After neurological injury, these phases can become disrupted. Some common challenges include:


  • Reduced hip extension

  • Limited push-off power

  • Knee instability

  • Foot drop

  • Asymmetrical stepping patterns

  • Excessive reliance on assistive devices


If these patterns aren’t addressed, people often develop compensations that allow them to move but make walking inefficient, exhausting, or unsafe.


That’s where targeted gait retraining becomes essential.



Building a Walking Progression


At Karve, walking is approached as a progression of skills, not a single exercise.


Early stages often focus on:


  • Postural alignment

  • Trunk and pelvic control

  • Weight shifting

  • Hip activation

  • Controlled stepping patterns


As capacity improves, we layer in more complex tasks:


  • Supported treadmill walking

  • Overground walking

  • Resistance-based drills like sled pushes

  • Variable terrain and speed changes


Each progression builds on the last. The goal is to create a gait pattern that is strong, repeatable, and sustainable.



Why Strength Matters for Walking


Many people think walking retraining is purely neurological. In reality, strength is a massive component.


Walking requires:


  • Glutes to extend the hip

  • Hamstrings to control the leg during swing

  • Quadriceps for knee stability

  • Core muscles for balance and control


Without sufficient strength, the body compensates, often by leaning, locking joints, or relying heavily on assistive devices.


Exercises like sled pushes are powerful because they reinforce the exact mechanics needed for gait:


  • Forward propulsion

  • Hip extension

  • Weight acceptance through the stance leg

  • Trunk engagement


These movements translate directly to walking mechanics.




The Importance of Volume and Consistency


The nervous system learns through repetition.


For someone relearning to walk, that means thousands of steps over time. Consistency is often the difference between maintaining abilities and losing them.


One of the biggest risks after neurological injury isn’t just lack of recovery, it’s deconditioning. Strength, coordination, and endurance can fade quickly without ongoing training.


Sustaining walking ability requires:


  • Regular strength training

  • Continued gait practice

  • Cardiovascular conditioning

  • Periodic reassessment and progression


Walking is not a finish line. It’s a capacity that has to be maintained.

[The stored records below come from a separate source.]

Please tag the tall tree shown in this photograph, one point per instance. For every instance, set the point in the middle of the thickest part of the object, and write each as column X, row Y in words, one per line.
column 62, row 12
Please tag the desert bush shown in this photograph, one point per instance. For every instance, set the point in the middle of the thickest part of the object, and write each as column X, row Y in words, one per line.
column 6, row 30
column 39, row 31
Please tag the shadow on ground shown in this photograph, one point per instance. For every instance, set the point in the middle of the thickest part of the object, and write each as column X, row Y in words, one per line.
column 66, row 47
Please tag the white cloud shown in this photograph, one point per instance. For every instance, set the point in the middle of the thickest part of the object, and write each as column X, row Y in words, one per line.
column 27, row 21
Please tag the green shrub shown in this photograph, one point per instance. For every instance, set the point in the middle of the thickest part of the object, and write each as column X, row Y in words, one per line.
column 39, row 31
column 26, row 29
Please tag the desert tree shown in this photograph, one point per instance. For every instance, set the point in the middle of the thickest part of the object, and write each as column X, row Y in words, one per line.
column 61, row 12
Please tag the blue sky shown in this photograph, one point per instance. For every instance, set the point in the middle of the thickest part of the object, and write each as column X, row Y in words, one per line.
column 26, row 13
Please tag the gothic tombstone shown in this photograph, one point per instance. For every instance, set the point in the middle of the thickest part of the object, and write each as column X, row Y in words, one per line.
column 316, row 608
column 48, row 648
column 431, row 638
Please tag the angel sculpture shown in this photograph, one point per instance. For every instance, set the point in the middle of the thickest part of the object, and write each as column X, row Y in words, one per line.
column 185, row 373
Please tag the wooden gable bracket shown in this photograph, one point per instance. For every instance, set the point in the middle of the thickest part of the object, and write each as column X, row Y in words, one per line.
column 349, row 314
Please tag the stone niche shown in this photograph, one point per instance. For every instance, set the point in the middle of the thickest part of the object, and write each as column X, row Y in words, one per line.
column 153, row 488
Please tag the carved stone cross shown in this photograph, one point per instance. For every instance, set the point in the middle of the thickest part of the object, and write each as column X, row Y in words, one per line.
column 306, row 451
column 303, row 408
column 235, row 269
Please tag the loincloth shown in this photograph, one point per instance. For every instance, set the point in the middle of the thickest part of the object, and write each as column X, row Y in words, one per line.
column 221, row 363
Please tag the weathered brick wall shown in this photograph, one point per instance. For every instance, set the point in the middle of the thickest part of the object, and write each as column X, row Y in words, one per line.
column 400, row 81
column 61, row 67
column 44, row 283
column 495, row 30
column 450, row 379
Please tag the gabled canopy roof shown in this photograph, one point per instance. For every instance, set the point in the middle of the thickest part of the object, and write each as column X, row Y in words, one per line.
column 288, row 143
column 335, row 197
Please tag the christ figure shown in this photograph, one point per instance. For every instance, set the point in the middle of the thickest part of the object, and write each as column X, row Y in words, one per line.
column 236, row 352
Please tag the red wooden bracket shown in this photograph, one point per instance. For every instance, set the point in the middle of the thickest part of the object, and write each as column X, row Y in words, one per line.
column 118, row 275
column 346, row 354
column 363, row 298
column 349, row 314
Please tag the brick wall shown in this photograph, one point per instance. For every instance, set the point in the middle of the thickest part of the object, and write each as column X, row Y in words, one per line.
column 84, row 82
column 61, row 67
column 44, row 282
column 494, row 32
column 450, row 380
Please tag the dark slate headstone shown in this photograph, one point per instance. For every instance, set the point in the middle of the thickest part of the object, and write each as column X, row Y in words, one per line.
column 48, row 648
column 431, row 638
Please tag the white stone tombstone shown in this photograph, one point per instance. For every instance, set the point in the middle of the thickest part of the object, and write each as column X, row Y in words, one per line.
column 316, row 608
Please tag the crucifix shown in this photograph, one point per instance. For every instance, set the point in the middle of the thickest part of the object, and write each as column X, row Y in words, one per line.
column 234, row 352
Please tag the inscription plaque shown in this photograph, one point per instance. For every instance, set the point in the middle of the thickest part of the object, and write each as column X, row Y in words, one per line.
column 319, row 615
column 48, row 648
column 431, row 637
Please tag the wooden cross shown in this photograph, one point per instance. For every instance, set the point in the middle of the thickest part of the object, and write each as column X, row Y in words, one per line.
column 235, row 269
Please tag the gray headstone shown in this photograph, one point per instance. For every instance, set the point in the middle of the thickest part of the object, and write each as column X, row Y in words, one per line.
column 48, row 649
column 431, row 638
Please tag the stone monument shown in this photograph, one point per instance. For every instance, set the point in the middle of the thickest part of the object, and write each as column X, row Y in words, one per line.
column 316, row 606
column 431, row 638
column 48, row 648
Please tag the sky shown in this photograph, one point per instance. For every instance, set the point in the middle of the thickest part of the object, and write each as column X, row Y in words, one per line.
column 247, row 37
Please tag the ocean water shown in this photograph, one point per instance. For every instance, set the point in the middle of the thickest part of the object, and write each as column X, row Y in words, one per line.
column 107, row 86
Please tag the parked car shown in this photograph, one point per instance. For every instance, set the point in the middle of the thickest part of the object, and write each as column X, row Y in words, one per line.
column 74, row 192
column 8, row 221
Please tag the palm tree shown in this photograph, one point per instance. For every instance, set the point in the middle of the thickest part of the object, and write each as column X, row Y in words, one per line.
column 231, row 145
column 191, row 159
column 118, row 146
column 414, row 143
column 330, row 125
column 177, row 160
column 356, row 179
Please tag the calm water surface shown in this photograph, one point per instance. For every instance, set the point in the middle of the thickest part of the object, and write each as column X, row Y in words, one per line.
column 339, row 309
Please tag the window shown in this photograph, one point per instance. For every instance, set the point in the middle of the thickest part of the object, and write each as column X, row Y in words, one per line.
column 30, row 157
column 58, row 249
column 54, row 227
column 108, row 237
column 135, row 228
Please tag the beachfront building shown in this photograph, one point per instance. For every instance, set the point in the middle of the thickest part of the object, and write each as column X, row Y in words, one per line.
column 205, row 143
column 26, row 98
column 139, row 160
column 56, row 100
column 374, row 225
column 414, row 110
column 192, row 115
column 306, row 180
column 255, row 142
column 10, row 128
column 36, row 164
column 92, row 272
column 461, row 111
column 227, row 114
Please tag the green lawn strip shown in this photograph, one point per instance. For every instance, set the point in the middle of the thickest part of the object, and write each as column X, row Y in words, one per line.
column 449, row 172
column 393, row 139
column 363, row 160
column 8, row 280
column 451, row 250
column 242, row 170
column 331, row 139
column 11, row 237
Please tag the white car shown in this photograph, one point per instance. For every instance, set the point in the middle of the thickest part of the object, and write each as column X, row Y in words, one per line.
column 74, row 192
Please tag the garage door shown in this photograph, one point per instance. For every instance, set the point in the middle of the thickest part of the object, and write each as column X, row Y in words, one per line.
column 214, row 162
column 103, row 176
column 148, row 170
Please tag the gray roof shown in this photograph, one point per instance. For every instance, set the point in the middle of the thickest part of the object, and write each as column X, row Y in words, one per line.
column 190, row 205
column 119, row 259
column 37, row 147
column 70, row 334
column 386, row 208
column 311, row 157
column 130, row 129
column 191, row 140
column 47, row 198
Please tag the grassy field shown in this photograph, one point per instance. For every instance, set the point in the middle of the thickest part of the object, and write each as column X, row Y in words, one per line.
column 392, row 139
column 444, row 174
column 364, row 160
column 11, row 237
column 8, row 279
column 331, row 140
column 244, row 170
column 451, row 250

Where Alex Fits in the Gait Retraining Spectrum


Gait retraining often sits across several stages of care:


  1. Acute rehabilitation – hospital and inpatient therapy

  2. Outpatient physical therapy – regaining foundational mobility

  3. Performance and capacity building – strengthening and sustaining function


Alex works primarily in this third stage.


As a Clinical Exercise Physiologist specializing in neurological recovery, his role is to bridge the gap between rehabilitation and real-world performance.


A traditional personal trainer may be excellent at general fitness but often lacks the knowledge required to safely train someone with neurological impairment.


Alex’s work focuses on:


  • Understanding neurological movement patterns

  • Identifying compensations in gait mechanics

  • Building strength specific to walking

  • Programming progressive loading safely

  • Helping clients maintain and expand their physical capacity long after formal rehabilitation ends


It’s not about replacing physical therapy. It’s about extending the continuum of recovery.



Progress Is Built Over Time


Learning to walk again isn’t a single breakthrough moment. It’s a long process of rebuilding communication between the brain, spinal cord, and muscles.


For Mike, every treadmill session, every sled push, and every step represents years of persistence and progress.


Recovery doesn’t always look dramatic in a single day, but over months and years, those small gains compound into something powerful.


At Karve, we believe in playing the long game.


Because the real goal isn’t just walking again.


It’s building the strength, resilience, and confidence to keep moving forward.